A bash script to convert .xml files to .txt

Message

musher0 · #16 Post by **musher0** » Wed 14 Feb 2018, 10:06

Hello everyone.

I'll say it politely, but I am fuming:

I just tested them on the pekwm xml material, and xmlstarlet, xml2 and consorts
are a complete waste of time and intelligence when what you want is a complete
txt file from a complete xml file.

Those utilities are basically designed to extract precise data from xml files. You
want the whole thing, you're out of luck.

This is nothing personal addressed at any of you nice people who shared your
findings. Again, thanks.

But how is it that no one in the (Linux only?) world ever thought that a complete
xml to txt conversion utility might someday become a need? Flabbergasting!!!

I'm going back to my scripts!!!

BFN.

puppy_apprentice · #17 Post by **puppy_apprentice** » Wed 14 Feb 2018, 11:48

Have you used DocBooks XSLT stylesheets with those tools. XSLT stylesheet is a set of rules that helps convert XML file into another.

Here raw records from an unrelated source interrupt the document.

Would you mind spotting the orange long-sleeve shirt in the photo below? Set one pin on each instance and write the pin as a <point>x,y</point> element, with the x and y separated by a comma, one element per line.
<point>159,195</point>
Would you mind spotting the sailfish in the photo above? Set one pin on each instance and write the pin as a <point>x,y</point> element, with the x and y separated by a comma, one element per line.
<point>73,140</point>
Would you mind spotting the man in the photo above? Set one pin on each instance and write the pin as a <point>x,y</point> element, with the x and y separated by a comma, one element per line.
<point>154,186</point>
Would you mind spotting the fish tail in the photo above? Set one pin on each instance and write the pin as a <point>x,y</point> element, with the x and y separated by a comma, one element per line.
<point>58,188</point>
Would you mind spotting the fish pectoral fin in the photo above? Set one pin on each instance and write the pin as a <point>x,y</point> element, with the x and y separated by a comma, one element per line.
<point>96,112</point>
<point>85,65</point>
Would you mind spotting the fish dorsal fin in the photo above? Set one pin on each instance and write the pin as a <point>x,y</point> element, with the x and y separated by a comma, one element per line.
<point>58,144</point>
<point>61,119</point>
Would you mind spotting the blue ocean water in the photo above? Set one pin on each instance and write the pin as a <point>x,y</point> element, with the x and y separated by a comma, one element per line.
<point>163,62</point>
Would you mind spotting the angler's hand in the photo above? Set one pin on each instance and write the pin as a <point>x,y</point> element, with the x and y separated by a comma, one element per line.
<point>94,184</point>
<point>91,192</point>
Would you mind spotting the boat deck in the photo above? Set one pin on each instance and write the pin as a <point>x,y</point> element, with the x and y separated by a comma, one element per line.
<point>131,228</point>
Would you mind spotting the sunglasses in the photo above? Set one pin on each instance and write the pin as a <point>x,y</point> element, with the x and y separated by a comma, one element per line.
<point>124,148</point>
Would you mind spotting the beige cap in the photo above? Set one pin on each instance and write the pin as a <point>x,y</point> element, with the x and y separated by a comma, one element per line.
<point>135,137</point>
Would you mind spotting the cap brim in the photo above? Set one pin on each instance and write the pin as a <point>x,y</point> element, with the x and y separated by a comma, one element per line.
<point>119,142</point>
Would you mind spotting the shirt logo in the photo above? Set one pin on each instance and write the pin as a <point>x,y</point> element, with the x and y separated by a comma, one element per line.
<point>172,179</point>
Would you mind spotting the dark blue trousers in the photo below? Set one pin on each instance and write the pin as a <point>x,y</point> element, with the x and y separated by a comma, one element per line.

https://www.oxygenxml.com/forum/topic10767.html

Code: Select all

xml tr oxygen.xsl your-xml.xml >test.txt

where oxygen.xml:

Code: Select all

<xsl:stylesheet xmlns:xsl="http://www.w3.org/1999/XSL/Transform" version="1.0">
    <xsl:template match="text()[string-length(normalize-space()) = 0]">
        <xsl:text>
</xsl:text>
    </xsl:template>
   
    <xsl:template match="@*"/>
</xsl:stylesheet>

You will get output maybe not so beautifull like yours, but wait, maybe it is time to learn XSLT and make much better XSLT sheet

.

O try use PanDoc:

https://pandoc.org/demos.html

Example 31:

Code: Select all

pandoc -f docbook -t markdown -s howto.xml -o example31.text

jamesbond · #18 Post by **jamesbond** » Wed 14 Feb 2018, 15:58

My apology. for offering the wrong tool for the job. I didn't read the first post carefully.

All that xml2 does is flatten the .xml files so you can process them further with the familiar awk/sed/grep set of tools (which are line-based and cannot work with hierarchical structure - of which .xml files are). It's a generic tool to pre-process generic .xml files for further processing.

You need a tool to convert a bunch of very specific .xml files (that is, pekwm doc files), in a very specific way, into text files. This is a very specific requirement for which no generic tool would do, or exist. I believe that your script is the first tool ever created to accomplish that job, and being the only tool in its class, I would say it's the best tool there is.

@puppy_apprentice: The pekwm doc is written in an old version of DocBook. With a newer docbook all you need is xslt processor (the one from xmlstarlet should do), and the docbook XSLs; but pekwm uses DSSSL and it requires OpenJade tool to convert it into PDF or HTML. The author of pekwm said so himself: https://github.com/pekdon/pekwm/blob/ma ... /mkdocs.sh.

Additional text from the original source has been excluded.